We could debate that

I don't know how it came across, but I'm not trying to debate you, of all, uh... monks. I'm just trying to find a sub-dialect of Perl in which the Unico-debacle doesn't happen.

One, there was no "mixing", so that's also completely irrelevant.

The mixing was not in your upgrade / downgrade examples, but in my previous sentence: concatenating a decoded codepoint-string (the directory) with a byte-string (the result of glob). One object "you're not supposed to" pass to open().

Two, that's completely untrue. "Mixing" strings with different internal storage is not only acceptable, it's common

So, OK, you've reminded me that path fragments could come not only from ARGV, or from a list of files read from a handle, but also from the program source, so the nightmare deepens.

Scenario 1: I have a $dirname from decoded ARGV (so it's a codepoint-string, marked as upgraded), and I "File->new($dirname) . q(/readme.txt), q(>))".

Scenario 2: Like (1), but I "File->new($dirname . q(/) . $author . q(.txt), q(>))", where $author is "Saint-Saëns" also obtained from a decoded ARGV, or read from a handle with UTF-8 perlio.

Scenario 3: like (2), but I provide "Saint-Saëns" in the program source: "$author = qq(Saint-Sa\x{00eb}ns)".

Scenario 4: like (3), but I "use utf8; $author = qq(Saint-Saëns);"

Scenarios 5 and 6: like (3), but $dirname now also comes from program source, "$dirname = q(mydir)"

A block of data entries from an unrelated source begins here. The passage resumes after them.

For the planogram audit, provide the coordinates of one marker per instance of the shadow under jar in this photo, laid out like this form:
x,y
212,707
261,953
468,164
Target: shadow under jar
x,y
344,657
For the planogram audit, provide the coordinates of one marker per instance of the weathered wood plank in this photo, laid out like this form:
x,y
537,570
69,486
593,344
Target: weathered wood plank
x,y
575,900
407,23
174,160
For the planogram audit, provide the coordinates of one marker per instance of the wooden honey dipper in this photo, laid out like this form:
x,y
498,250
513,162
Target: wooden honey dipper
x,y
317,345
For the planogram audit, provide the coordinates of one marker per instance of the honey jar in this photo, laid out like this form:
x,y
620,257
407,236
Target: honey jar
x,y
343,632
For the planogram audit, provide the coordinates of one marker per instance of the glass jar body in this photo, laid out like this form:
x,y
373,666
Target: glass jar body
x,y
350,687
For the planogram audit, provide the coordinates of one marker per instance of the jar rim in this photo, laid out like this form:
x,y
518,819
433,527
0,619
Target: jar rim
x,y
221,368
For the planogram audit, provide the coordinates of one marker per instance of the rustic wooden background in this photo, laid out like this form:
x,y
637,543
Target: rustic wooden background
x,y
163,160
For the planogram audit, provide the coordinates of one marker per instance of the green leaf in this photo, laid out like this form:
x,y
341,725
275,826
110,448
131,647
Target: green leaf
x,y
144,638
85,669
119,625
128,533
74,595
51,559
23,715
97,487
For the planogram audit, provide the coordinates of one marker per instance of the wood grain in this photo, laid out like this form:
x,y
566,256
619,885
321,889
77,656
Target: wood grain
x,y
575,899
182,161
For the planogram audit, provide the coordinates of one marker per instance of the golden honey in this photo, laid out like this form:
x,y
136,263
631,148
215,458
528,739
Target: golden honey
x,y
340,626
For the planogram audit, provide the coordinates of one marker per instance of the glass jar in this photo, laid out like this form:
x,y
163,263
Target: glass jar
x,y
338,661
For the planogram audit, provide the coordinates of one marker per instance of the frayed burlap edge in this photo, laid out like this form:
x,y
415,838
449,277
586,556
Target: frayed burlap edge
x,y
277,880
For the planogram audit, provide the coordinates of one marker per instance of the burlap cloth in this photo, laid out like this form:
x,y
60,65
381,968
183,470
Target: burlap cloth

Scenarios 1-4 would be ok, because at least one of the components is an upgraded codepoint-string.

5, OTOH, fails, because all of the path components are "downgraded" strings, and so the concatenated path also is. Also none of the codepoints are above 255. So open() doesn't know it needs to encode() before passing the string to libc.

6 seems to work, probably because non-ASCII string literals defined in the program source are stored as utf-8 on disk. If the program source comes from "-e" typed in the shell, I can't figure out what happens (probably depends on shell / locale)

I'm not sure what to do about this. Maybe call upgrade() or (decode()?) on any non-ASCII path component defined in the source code.